The lack of correlation between fundus sex index and body height can be partly attributed to the distinct manner in which sex differences manifest during the growth phase. Body height in boys and girls was similar at ages 6.5–9.5 years [27]. The most significant factor causing body height differences between men and women is the growth spurt during the manifestation of secondary sexual characteristics [28]. On the other hand, axial length differences between boys and girls at age 8.5 are substantial [29], with boys consistently exhibiting longer axial lengths until the age of 18, without the rapid elongation observed in the growth spurt of body height [30]. Additionally, at age 8.5, gender-based distinctions in fundus parameters are noted, such as the ovality ratio being smaller in girls and higher green and blue intensities in the nasal area of the optic disc compared to boys [18]. In adults in their 20s, these differences persist, with women displaying greater green and blue intensities superiorly and temporally in the optic disc; also, the supratemporal artery was closer to the fovea compared to men. The male group showed a stronger tessellation around the optic disc than the female group [17]. These fundus variations during growth are primarily associated with axial elongation [9]. Therefore, the gender differences in body height caused by the growth spurt during secondary sexual characteristics may not be related to the fundus sex index calculated using fundus parameters that occur before and after these characteristics without the accompanying growth spurt effect.

The attention map of deep learning AI reveals that the foveal area is important for sex identification judgment [1]. Previous studies demonstrate that foveal retinal thickness and subfoveal choroidal thickness are significantly smaller in women than in men [31, 32]. Although OCT measurements were not performed in the Kumejima study, foveal green intensity was lesser in men than in women, but the distribution of foveal green intensity between the two groups overlapped [19]. Additionally, foveal TFI and red and blue intensities showed no significant differences between men and women.
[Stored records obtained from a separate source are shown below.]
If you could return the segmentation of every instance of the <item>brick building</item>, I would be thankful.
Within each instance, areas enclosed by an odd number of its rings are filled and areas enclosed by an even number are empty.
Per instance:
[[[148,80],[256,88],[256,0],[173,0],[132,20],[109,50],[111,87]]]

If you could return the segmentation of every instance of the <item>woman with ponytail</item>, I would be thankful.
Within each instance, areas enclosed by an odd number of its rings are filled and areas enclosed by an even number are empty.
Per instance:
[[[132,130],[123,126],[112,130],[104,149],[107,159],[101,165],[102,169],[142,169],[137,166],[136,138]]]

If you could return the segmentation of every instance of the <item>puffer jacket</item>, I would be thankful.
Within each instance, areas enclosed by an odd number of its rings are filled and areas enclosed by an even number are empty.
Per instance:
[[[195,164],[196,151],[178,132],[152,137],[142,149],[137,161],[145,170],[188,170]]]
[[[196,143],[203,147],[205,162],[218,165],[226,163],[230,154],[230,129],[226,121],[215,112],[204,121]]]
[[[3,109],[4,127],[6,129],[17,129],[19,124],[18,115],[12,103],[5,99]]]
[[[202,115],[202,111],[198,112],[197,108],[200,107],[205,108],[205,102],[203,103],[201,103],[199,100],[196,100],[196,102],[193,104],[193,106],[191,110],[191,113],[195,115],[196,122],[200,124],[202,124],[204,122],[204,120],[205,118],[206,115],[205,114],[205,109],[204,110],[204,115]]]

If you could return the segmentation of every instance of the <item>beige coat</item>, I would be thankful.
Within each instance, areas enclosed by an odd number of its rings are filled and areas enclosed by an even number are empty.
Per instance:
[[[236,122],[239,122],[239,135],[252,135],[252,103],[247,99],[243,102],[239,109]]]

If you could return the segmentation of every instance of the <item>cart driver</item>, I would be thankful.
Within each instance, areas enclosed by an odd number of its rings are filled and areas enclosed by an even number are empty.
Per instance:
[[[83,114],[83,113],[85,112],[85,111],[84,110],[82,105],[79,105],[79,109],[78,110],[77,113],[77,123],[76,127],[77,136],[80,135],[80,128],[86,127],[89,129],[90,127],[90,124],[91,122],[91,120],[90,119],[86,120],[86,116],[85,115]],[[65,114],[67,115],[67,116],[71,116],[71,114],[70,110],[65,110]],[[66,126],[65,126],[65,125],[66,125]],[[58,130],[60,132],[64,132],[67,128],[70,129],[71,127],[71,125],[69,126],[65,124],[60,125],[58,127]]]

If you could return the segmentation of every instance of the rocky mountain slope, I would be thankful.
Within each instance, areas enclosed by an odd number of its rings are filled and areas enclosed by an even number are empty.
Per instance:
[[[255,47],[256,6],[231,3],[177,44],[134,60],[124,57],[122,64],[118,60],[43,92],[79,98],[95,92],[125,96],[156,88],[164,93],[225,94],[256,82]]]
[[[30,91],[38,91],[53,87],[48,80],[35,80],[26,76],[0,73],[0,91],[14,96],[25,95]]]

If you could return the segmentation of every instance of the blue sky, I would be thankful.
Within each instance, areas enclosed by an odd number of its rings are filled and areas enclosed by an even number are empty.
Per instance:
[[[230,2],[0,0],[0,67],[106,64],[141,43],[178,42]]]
The AI attention map focused not only on the fovea but also on the entire fundus. These results suggest that a comprehensive judgment using several parameters is important for such analyses. Indicators such as the fundus sex index, facial sex index, and propensity score [33], calculated from multiple values, may be useful in future studies.

This study had some limitations. First is the accuracy of the fundus sex index. Sex was determined in 97% of the fundus photographs using AI [1], whereas multiple regression analysis determined sex in 80.4% [19], suggesting that the parameters for distinguishing sex differences in the fundus are insufficient. Deep learning AI cannot determine specific fundus sex differences, but can calculate a more accurate fundus sex index. Therefore, future research should be conducted, in order to calculate a fundus sex index with high accuracy using AI and correlate it with axial length, body height, or various individual differences. Second, this study was an epidemiological study of individuals aged ≥ 40 years and thus did not include young adults aged 20–40; therefore, the results for young adults are unknown. Third, because this study had only a Japanese population, the results may not be generalizable to other races.

In conclusion, we quantified masculine and feminine fundus as sex tendencies using fundus photographs. In the Kumejima population, more masculine fundi tended to have longer axial lengths in each sex group. The fundus sex index, which can quantify sexual tendencies in men and women, will be useful for future research on sex tendencies for various diseases and behaviors.